Un conflit qui a fait plus de 100.000 morts, vidé des villes entières, traumatisé des millions d’habitants, déshonoré les responsables politiques et sali la réputation d’un pays pour de longues années. Dans « Cartel », suite de son chef-d’oeuvre « La griffe du chien » (paru en 2005), l’auteur américain Don Winslow livre une vision romancée de la prétendue « guerre de la drogue » menée ces dernières années par le gouvernement du Mexique contre les gangs quadrillant le territoire, de la frontière américaine jusqu’au Guatemala. Son pavé jette de multiples ombres sur les discours officiels émis à Mexico comme à Washington…
Des rivalités sanglantes
Art Keller contre Adan Barrera, l’incorruptible agent anti-drogue contre le parrain de l’Etat du Sinaloa… Le livre replace au centre du jeu les deux protagonistes du tome précédent, plus déterminés que jamais à s’éliminer mutuellement. L’Américain est contraint à la clandestinité par les contrats lancés sur sa tête et les remous qu’il a provoqués dans son camp. Son ennemi purge une condamnation dans une prison quasiment à sa botte. Au dehors, les autres cartels enragent de le voir ainsi gérer ses affaires et prospérer depuis sa confortable cellule. Leurs rivalités sanglantes décident Keller à reprendre du service, contraint de faire équipe avec des superflics mexicains dont il doit se méfier.

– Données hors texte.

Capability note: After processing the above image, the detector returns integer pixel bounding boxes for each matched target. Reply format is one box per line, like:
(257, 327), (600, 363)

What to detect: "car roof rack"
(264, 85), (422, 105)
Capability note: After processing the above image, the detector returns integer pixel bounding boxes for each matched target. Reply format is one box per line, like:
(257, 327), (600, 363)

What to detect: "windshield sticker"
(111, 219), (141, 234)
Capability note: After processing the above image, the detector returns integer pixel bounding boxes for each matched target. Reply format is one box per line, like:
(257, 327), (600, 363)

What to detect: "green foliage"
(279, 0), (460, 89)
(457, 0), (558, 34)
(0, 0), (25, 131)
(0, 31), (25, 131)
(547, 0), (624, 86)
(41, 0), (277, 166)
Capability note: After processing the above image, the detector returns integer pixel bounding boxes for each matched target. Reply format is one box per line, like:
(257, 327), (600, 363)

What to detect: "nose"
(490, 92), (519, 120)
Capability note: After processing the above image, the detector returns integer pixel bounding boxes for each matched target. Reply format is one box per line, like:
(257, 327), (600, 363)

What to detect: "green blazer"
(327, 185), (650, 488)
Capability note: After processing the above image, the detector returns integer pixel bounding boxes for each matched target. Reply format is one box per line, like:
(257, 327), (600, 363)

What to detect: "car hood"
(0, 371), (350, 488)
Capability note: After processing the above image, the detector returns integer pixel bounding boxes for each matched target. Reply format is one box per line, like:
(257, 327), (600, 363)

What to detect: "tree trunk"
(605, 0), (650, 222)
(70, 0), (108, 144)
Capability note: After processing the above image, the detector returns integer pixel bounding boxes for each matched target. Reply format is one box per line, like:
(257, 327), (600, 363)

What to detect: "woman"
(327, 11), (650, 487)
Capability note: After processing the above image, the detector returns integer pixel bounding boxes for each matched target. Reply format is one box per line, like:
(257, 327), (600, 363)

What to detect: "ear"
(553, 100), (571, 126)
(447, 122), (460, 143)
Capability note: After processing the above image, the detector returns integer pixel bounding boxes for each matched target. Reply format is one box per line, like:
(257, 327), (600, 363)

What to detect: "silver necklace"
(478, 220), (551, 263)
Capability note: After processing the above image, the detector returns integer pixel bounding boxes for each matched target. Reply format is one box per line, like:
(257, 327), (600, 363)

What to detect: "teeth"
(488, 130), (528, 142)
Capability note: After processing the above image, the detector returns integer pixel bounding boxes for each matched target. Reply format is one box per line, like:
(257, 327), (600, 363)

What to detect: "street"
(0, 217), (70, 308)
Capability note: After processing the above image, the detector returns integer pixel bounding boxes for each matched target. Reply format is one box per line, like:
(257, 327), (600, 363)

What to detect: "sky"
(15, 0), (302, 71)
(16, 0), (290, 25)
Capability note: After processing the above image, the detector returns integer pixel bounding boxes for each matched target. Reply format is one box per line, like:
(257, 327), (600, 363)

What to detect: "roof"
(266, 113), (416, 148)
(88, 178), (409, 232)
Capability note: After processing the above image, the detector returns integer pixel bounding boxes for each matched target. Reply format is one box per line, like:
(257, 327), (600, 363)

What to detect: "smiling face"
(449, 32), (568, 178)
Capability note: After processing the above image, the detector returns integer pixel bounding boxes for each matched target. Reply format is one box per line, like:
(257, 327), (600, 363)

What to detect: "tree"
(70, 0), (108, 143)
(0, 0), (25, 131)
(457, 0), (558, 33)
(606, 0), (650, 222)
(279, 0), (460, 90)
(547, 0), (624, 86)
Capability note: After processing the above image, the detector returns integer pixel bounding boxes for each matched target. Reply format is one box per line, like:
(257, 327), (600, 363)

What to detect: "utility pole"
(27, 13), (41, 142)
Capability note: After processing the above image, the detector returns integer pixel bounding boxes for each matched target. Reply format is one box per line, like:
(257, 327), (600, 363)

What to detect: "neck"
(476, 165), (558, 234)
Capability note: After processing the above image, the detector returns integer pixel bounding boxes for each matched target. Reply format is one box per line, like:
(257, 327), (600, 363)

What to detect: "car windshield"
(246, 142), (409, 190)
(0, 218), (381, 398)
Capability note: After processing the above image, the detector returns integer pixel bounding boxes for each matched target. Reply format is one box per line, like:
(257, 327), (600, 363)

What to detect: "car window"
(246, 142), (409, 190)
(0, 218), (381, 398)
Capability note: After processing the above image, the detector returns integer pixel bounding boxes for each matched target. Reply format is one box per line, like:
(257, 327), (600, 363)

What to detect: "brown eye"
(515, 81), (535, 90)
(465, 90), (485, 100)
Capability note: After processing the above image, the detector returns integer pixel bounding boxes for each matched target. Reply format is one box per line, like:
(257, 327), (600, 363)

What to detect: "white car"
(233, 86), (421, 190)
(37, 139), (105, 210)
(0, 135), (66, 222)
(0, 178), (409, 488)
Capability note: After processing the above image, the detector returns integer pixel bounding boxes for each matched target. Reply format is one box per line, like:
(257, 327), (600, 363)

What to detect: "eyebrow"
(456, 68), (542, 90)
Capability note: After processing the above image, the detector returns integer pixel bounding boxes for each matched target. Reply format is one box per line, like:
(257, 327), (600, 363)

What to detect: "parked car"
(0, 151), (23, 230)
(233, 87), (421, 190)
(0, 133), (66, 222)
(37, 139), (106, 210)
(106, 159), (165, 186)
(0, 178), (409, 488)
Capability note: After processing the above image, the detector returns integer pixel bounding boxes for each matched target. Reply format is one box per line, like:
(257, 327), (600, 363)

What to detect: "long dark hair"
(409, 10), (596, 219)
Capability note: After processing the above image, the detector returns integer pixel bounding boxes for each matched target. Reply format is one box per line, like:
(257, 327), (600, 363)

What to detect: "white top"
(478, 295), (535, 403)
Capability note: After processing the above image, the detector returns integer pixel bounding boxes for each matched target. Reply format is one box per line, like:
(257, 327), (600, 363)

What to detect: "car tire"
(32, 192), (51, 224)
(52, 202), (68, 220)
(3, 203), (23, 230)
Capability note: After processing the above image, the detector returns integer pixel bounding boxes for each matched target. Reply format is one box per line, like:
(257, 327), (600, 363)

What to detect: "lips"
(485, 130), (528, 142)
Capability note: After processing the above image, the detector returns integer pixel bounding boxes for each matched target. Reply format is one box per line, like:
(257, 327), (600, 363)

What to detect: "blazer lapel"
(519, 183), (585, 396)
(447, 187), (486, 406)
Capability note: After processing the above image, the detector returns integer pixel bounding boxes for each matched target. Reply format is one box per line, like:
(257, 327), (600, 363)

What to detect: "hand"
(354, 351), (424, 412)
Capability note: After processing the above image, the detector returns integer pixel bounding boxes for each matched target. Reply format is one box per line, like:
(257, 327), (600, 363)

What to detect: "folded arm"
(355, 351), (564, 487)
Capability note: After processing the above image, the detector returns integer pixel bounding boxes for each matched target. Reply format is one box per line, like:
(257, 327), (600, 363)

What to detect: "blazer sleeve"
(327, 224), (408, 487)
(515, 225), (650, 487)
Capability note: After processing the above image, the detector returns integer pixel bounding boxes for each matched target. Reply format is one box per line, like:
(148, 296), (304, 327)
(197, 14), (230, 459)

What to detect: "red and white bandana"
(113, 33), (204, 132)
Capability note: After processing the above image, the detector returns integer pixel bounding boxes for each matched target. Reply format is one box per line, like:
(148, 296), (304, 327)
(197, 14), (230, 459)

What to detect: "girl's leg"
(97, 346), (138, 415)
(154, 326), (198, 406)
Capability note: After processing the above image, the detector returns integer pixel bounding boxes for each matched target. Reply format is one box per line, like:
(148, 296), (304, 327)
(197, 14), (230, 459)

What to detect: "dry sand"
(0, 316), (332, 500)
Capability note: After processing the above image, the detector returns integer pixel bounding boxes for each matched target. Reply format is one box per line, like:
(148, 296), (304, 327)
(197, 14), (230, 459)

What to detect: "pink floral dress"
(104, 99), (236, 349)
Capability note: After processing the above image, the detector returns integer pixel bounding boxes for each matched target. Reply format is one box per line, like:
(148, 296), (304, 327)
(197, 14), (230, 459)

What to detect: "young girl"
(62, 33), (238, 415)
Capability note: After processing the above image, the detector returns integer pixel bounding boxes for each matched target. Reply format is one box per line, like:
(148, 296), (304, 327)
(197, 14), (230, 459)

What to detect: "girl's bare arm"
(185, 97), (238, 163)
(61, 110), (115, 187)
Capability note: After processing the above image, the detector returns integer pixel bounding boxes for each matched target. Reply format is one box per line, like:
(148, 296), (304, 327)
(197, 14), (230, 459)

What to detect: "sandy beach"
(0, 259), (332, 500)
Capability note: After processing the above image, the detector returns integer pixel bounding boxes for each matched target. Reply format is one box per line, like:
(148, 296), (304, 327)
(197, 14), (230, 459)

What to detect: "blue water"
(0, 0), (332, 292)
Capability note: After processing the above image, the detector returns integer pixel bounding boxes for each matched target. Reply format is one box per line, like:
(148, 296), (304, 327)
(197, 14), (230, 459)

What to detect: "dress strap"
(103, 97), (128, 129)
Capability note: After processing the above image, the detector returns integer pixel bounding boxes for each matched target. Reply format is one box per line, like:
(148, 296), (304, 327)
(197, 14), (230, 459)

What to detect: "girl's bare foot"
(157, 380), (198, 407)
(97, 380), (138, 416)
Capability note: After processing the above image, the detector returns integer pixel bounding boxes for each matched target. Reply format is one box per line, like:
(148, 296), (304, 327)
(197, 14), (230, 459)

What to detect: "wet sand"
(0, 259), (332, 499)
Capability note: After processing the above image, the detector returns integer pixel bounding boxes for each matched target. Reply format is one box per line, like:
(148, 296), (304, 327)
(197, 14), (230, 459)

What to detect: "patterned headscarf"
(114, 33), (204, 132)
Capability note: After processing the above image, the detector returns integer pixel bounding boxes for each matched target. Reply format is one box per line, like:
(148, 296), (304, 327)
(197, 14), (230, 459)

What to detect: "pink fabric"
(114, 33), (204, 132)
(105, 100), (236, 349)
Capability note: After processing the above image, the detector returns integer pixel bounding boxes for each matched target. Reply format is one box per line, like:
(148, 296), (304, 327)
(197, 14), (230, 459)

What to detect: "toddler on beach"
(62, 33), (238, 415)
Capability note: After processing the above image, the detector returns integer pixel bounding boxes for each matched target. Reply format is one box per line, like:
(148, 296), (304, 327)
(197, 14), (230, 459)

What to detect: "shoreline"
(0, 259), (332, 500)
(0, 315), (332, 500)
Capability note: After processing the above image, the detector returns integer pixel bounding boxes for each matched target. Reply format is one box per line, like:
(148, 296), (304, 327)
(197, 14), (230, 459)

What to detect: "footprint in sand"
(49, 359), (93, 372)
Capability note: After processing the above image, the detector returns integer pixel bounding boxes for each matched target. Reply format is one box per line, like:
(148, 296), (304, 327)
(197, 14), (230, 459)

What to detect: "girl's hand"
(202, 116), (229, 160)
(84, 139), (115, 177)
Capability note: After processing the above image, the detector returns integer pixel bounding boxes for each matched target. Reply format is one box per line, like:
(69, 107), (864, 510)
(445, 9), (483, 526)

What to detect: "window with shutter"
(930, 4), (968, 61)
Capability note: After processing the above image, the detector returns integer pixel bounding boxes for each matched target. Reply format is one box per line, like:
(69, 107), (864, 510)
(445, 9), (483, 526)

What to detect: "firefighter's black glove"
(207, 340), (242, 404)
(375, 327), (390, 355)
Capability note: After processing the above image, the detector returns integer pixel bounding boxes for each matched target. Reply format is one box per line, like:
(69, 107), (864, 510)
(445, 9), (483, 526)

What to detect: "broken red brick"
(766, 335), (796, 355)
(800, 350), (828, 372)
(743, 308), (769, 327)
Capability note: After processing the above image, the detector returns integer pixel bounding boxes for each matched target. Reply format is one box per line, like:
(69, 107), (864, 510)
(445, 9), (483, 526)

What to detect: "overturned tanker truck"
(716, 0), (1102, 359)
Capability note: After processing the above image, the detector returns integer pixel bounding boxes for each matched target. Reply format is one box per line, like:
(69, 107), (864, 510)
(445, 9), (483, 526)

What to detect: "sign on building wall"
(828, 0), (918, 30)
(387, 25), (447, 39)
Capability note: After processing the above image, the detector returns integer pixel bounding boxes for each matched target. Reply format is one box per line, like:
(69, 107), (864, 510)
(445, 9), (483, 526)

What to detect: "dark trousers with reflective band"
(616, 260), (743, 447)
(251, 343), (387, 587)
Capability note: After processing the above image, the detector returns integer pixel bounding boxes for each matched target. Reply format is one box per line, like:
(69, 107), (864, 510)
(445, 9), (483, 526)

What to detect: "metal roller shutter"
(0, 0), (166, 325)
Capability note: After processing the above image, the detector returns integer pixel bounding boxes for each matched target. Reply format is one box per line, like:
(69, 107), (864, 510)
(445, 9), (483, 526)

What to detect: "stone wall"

Tout le monde est corrompu
Don Winslow met en effet à nu la corruption qui mine la police, l’armée, la justice et jusqu’au gouvernement, inflitrés et arrosés par les trafiquants. Lorsque de hauts responsables mexiains ciblent tel cartel, c’est pour mieux favoriser tel autre qui les a achetés. Pour consolider leurs positions, les narcos entrent dans une vertigineuse valse d’alliances et de désalliances. L’allié du jour est le rival du lendemain, il faut l’éliminer de crainte qu’il ne prenne les devants. Les cartels recrutent des commandos d’élite qui kidnappent, torturent, assassinent, massacrent sans limites. Les innocents sont pris entre tous les feux.
Un catalogue d’horreurs
Le roman recycle un catalogue d’horreurs puisées dans l’actualité mexicaine des dix dernières années. La nausée pourrait gagner, si l’auteur n’avait le bon goût de réinjecter suffisamment d’humain quand il le faut pour laisser respirer son intrigue. Celle-ci trouve un moteur efficace dans les ambiguités et le jusqu’au boutisme d’Art Keller, mais aussi dans ces personnages héroïques restés debout face à la barbarie, certains bien rééls, tels la jeune policière bénécole Erika, d’autres imaginaires ou composites. Ecrivain caméléon, capable de relever tous les défis littéraires, Don Winslow se souvient ici qu’il a été journaliste. « Cartel » est profondément troublant parce que, sans prétendre à la rigueur d’une enquête, il se nourrit de faits avérés, complexes, secrets, et leur donne du sens. Rien de plus puissant qu’une fiction qui aide à comprendre la réalité.